没有回答午夜,南宫烈自行站起身来向外走去。
“你要去哪里?”午夜神色忧虑。
“出去走走。”南宫烈看上去很烦乱。
“不许去,你别再给我惹祸了。”午夜站起来拉住南宫烈。
“我呆不下去。”南宫烈对午夜倒是向来温和,轻轻推开午夜。午夜担忧,南宫烈暴躁狠辣,出去一趟不知又要惹出什么事来。自己之前对他太过纵容,如今必须要管一管了。午夜快步走上前去,张开双臂,用身体挡在门口。“你刚杀了人,一周之内不许出去!”
“哎呀,”南宫烈烦躁不已,却无法对午夜发作。“你就让我出去透透气吧,我要憋死了。”南宫烈忽然伸手抱住午夜腰部,将他抱起来在空中旋转两圈,然后放到地上。这样自己就由门里变成了站在门外,然后大踏步离去。“你不要担心,我很快就会回来。”
南宫烈要走了,去海上做船员。
希望能完成父亲的愿望。南宫烈陷入了回忆中。“我的父亲是海员,父亲说这是最神圣的职业。失去才会懂得拥有,真的是这样。那时父亲天天像警察一样看着我,把我当犯人押着去上学。我天天打架,父亲却天天打我。现在我觉得让人管着也挺好的,可是却没有人管我了。父亲希望能永远做船员,希望一生的时间都能在海上,我想我该来接替父亲。”
南宫烈顿了一下,又接着说,“父亲只有我一个孩子,但却比有一大群孩子还要累。那时,我不知道那样的人是惹不起的。我打断了那个大胡子的腿。他们的人不肯罢休,他们有枪,非要杀了我。父亲用身体挡住了连珠炮般不停射击的子弹。我是世界上最坏的孩子,我是个罪人,我该下地狱的。”南宫烈用双手捂住脸。
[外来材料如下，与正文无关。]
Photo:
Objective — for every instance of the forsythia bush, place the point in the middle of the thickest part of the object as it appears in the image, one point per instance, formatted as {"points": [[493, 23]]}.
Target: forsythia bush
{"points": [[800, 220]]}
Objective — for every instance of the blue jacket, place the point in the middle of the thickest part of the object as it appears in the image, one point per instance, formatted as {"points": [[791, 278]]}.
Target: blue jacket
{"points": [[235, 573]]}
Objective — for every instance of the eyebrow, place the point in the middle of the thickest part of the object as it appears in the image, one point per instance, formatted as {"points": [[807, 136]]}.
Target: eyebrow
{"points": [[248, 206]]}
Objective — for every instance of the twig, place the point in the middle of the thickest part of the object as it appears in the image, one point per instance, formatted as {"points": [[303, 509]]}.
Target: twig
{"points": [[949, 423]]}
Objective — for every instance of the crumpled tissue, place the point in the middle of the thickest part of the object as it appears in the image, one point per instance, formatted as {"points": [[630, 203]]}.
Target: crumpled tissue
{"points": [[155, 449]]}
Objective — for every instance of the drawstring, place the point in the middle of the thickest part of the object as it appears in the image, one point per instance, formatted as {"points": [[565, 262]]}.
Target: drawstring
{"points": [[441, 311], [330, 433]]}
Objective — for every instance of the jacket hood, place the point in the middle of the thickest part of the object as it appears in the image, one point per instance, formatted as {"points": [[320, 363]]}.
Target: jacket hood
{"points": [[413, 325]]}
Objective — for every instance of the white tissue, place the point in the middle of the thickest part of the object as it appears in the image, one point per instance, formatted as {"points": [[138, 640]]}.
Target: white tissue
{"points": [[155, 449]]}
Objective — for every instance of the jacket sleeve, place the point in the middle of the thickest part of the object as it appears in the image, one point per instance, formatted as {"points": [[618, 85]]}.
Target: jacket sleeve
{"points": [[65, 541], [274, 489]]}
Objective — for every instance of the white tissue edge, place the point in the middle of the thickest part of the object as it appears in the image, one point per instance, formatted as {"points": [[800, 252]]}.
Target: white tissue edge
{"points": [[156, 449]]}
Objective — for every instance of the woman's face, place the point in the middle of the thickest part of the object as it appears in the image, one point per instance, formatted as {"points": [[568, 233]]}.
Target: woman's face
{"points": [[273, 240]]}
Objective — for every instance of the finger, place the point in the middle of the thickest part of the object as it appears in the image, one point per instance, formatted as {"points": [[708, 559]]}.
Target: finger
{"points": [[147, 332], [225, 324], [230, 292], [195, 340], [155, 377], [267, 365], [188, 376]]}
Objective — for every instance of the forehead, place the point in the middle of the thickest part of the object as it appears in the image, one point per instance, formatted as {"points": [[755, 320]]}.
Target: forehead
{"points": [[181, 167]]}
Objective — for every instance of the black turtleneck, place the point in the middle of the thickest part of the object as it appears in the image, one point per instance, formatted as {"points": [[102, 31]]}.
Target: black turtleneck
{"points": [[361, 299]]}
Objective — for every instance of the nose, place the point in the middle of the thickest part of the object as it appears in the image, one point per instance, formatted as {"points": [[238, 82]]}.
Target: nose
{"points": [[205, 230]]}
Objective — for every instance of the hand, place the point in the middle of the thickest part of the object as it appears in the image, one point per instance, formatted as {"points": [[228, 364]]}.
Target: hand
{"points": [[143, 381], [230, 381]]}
“父亲是最优秀的海员,后来当上了船长。他是个乡下人,没有文化。他喜欢海上危险而艰辛的工作,喜欢汹涌澎湃的海浪,喜欢风暴,雷霆,喜欢冒险,喜欢逆向而行,喜欢向大海挑战胜利后的感觉,喜欢与最凛冽的风同行。我的父亲是一个坚硬顽强的战士,像苍鹰一样勇敢坚强的人,一个山乡男子汉!”
“我是一个天生的恶棍,从出生起就没有停止过做坏事。已经无药可救的时候父亲也没有放弃我。父亲说,给了我生命就会用生命来关爱我。父亲也是我的老师,是我心里的英雄。”
南宫烈从回忆中醒转过来,抬头看午夜,心中极是不舍。
“那是很辛苦的差事,并且是有生命的风险的。”午夜抓住南宫烈的手臂,尽量挽留。
“我已经决定了。”南宫烈伸手抱住午夜。午夜扭过头去,不忍看南宫烈。心疼不已,哪里舍得让自己的弟弟去受那样的罪。但知南宫烈近来坐立不安,心情烦躁,过得很累。角色尴尬,知南宫烈终是过不了心里的坎。
便也不再阻拦。只是心中落寞,缘尽,三人无法再回到从前。
错恋,终要有人为此买单。没有午夜扭头就忘的本事,阿烈为此付出了惨痛的代价。要终日饱受海风吹袭之苦。那只是阿烈的一个借口。父亲是船员不假,却并不想让阿烈走自己的路。长年漂泊在外,家庭怎能和睦?阿烈母亲就是不耐寂寞而离去。
但若不能找一个稳妥的说辞,午夜怎会放阿烈去受漂泊之苦?薇儿和阿烈,就如午夜的左右手臂。失去谁,都是切肤之痛。
“女人,你毁了我的一生!”南宫烈拿着匕首,狠狠往照片上扎去,一下一下。薇儿倾城的笑脸顿时被扎得面目全非。傲骨英姿的旋风精灵再没有了往日纵横天下的狂野霸气。下巴上蓄满了胡须,沉稳许多。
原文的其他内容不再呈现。